Jacarezinho: polícia critica “ativismo judicial” e diz que cumpriu protocolos do STF

O subsecretário Operacional da Polícia Civil do Rio de Janeiro, Rodrigo Oliveira, disse que situação na comunidade era de "aberração"

atualizado 06/05/2021 18:18

Operação policial em Jacarezinho, Rio de JaneiroJOSE LUCENA/THENEWS2/ESTADÃO CONTEÚDO

Rio de Janeiro – Em coletiva de imprensa quanto à Operação Exceptis, deflagrada nesta quinta-feira (6/5) na comunidade do Jacarezinho, o subsecretário Operacional da Polícia Civil do Rio de Janeiro, Rodrigo Oliveira, criticou o “ativismo judicial” e disse que foram cumpridos todos os protocolos estabelecidos pelo Supremo Tribunal Federal (STF).

Desde junho do ano passado, a Corte suspendeu operações em favelas durante a pandemia. A decisão permite ações apenas em “hipóteses absolutamente excepcionais”, após comunicação e justificativa ao Ministério Público.

“A que se discutir o que é excepcionalidade, há algo superior, é uma aberração, as barricadas. A Polícia Civil sempre se fará presente. Vamos a qualquer lugar. Por força de um ativismo judicial, fomos impedidos de entrar em comunidades; isso fortalece o tráfico, expande seus domínios”, afirmou Rodrigo Oliveira.

Durante a operação, pelo menos 25 pessoas morreram, entre elas o policial civil André Frias.

“O sangue do policial morto está nas mãos de entidades que fazem ativismo”, afirmou o policial. “Temos lideranças de outros estados achando que ali a polícia não vai”, completou.

O ministro Edson Fachin, do STF, anunciou que vai levar a ação que discute a letalidade das forças policiais do Rio de Janeiro ao plenário virtual, no próximo dia 21 de maio.

Aliciamento

De acordo com o delegado, “fatos graves” foram investigados e constatados, como o aliciamento de crianças e adolescentes pela facção criminosa que domina a região. ‘Não há que se comemorar o resultado.
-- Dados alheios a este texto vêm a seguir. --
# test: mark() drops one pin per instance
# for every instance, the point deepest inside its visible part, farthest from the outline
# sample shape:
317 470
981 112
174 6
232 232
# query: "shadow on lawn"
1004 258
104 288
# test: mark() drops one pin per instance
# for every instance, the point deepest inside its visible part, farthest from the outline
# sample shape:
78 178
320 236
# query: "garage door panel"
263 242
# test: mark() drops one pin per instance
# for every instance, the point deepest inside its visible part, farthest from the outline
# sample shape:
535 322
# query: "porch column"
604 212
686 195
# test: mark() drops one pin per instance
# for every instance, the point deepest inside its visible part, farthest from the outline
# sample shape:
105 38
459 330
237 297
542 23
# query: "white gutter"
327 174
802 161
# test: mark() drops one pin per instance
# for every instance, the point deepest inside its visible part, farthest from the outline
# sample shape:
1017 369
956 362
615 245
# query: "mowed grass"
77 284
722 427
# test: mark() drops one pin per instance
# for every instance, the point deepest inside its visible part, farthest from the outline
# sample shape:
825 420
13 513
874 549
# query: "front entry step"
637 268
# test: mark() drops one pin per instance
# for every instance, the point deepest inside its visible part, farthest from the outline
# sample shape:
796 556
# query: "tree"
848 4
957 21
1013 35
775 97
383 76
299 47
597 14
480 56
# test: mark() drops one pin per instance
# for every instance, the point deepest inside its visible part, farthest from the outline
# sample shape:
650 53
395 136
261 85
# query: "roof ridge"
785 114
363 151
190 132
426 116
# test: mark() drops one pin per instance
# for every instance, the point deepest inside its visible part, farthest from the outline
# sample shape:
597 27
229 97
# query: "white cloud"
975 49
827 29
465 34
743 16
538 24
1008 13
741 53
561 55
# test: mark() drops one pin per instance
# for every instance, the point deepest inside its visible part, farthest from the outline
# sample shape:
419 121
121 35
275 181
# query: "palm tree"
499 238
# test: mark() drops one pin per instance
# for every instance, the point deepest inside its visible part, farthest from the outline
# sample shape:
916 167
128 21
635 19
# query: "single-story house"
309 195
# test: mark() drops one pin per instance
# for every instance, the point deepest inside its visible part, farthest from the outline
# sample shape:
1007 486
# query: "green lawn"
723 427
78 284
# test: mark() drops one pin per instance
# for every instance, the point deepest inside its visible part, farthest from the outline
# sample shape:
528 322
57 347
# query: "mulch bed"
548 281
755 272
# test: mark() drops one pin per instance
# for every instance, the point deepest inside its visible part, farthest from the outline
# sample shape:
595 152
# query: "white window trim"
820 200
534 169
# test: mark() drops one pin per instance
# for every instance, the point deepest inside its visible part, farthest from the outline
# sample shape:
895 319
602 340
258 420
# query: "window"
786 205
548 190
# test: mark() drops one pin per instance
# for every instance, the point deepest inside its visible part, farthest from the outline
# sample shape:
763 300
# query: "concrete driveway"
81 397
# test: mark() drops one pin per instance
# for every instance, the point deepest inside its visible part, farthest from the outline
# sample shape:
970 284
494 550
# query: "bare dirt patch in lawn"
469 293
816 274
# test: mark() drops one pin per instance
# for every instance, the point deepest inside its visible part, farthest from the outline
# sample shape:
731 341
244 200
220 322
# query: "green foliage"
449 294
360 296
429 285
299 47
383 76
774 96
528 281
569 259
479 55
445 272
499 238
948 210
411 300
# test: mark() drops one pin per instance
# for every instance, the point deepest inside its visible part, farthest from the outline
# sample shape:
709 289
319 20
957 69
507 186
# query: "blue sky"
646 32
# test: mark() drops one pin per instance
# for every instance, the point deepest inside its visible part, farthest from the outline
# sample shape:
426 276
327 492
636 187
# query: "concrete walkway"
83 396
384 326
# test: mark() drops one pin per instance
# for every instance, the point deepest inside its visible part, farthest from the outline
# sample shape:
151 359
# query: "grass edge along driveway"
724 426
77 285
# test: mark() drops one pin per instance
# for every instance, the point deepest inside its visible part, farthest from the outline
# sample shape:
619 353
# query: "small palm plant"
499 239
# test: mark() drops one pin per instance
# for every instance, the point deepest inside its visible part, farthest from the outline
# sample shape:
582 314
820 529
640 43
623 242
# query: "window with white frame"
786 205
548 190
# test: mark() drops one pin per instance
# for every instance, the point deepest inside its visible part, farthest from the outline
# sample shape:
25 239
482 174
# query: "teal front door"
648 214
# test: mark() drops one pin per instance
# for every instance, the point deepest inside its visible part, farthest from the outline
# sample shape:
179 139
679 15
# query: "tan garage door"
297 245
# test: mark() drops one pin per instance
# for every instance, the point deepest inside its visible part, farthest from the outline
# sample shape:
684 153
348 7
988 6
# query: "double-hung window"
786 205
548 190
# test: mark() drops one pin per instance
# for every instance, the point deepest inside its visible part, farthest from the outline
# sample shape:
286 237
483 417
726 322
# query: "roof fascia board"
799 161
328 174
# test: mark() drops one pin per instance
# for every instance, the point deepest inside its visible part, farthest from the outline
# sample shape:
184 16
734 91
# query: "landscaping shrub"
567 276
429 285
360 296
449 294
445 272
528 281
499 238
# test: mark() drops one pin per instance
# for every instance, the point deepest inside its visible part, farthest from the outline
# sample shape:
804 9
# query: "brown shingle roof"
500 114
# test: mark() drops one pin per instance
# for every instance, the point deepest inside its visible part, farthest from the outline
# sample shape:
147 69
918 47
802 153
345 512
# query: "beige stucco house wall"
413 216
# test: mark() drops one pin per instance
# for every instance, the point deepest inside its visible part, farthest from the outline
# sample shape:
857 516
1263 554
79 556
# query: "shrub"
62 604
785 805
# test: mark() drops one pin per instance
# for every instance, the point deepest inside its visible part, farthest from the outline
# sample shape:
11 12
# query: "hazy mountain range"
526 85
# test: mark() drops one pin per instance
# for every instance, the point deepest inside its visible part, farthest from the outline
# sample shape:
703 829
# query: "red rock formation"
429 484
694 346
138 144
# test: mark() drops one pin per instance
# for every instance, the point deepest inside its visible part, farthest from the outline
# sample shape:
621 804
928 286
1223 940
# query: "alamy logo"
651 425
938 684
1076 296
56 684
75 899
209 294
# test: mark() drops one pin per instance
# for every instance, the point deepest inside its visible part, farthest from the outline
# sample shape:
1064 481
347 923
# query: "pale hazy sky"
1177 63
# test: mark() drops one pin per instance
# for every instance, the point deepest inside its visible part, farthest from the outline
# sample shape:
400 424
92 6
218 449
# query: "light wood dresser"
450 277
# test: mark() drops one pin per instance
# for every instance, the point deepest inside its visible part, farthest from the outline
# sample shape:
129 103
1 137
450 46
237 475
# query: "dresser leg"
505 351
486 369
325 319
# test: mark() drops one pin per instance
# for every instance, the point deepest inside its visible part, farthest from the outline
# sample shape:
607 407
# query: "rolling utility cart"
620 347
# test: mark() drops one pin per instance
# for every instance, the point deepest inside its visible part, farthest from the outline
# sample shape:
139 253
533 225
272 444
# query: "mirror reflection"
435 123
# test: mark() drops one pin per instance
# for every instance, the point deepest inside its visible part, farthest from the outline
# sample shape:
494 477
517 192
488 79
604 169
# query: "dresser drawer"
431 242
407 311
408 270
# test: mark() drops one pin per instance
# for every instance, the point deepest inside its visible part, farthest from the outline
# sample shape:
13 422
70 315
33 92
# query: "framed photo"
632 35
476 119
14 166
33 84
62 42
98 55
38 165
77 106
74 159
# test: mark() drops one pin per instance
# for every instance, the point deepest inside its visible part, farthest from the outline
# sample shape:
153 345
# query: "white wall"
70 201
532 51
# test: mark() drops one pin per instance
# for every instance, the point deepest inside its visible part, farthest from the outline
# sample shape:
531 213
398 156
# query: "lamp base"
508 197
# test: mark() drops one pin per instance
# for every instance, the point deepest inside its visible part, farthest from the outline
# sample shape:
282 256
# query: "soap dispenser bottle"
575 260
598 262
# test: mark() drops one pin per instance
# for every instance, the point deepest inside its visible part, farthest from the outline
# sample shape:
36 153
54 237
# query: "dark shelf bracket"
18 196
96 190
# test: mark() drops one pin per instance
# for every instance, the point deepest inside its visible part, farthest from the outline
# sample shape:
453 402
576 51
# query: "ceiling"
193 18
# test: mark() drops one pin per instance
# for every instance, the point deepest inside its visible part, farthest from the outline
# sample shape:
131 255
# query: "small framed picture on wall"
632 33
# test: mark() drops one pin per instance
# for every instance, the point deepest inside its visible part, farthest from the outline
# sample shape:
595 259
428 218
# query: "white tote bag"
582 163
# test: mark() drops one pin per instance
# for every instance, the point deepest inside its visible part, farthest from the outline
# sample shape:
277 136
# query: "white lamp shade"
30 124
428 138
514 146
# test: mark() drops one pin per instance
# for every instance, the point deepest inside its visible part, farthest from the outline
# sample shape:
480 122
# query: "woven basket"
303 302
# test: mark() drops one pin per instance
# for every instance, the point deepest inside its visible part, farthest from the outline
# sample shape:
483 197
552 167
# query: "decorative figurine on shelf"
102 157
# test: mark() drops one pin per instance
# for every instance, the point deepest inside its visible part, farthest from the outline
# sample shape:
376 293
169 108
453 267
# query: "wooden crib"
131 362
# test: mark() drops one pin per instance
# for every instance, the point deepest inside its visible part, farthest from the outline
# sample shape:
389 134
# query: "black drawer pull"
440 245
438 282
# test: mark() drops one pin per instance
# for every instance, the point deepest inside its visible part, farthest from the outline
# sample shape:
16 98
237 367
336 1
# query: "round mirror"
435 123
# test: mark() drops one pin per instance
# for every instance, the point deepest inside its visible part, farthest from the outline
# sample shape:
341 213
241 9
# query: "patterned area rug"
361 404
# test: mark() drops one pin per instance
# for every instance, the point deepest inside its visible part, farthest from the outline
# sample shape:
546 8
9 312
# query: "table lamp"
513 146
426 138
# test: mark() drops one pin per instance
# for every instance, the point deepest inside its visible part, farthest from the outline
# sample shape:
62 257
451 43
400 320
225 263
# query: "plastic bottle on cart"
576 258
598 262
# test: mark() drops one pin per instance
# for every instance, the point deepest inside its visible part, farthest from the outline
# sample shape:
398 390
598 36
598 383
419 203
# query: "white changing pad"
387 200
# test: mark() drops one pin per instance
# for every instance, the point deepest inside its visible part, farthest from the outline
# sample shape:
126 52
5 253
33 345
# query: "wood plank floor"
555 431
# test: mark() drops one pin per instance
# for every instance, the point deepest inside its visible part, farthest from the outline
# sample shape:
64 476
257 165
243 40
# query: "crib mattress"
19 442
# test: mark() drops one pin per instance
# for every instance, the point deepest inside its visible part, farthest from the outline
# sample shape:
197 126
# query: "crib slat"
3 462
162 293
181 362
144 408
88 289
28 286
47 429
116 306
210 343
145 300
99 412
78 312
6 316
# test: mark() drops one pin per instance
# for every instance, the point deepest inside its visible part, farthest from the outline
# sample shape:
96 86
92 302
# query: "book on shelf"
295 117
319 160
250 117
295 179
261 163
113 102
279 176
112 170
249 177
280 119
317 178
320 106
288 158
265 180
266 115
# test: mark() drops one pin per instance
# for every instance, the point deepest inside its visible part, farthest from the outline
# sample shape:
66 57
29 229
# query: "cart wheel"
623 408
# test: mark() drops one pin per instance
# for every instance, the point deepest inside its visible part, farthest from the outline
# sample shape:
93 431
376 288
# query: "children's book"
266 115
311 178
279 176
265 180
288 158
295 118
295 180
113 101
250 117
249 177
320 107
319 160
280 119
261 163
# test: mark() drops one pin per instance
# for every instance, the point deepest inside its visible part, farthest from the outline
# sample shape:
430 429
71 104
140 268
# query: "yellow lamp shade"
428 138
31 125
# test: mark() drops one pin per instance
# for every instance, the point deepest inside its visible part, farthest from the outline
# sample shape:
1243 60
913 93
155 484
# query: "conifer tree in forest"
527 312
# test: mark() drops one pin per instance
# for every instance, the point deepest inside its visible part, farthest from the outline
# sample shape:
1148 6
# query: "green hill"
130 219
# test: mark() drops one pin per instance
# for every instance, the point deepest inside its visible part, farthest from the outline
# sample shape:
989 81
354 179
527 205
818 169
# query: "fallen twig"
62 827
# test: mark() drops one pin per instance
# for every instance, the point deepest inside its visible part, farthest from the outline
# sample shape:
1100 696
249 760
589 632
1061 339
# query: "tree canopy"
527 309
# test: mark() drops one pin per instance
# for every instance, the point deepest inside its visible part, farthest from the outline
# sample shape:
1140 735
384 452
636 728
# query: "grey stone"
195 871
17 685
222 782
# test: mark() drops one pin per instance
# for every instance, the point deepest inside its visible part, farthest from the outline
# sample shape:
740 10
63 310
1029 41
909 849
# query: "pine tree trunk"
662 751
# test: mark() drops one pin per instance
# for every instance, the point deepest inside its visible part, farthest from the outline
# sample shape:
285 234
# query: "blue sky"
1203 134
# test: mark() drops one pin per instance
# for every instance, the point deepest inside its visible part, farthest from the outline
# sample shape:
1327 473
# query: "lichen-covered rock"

Mas não é aceitável que crianças e filhos de trabalhadores sejam aliciados. “Os senhores viram a reação, eles atiraram para confrontar o Estado e matar o policial.”

A corporação explicou que agiu num tripé baseado em inteligência, apuração e ação, após mais de dez meses de investigação. Foram emitidos 21 mandados de prisão.

“O garoto começa, de alguma forma, cooptado, fazendo pequenos serviços até chegar a ser o chefe do tráfico. O Estado deixar de se fazer presente e o outro lado se fortalece. Quando a polícia não entra, o traficante vira líder. Aquela criança precisa perceber que o crime não compensa”, destacou o subsecretário.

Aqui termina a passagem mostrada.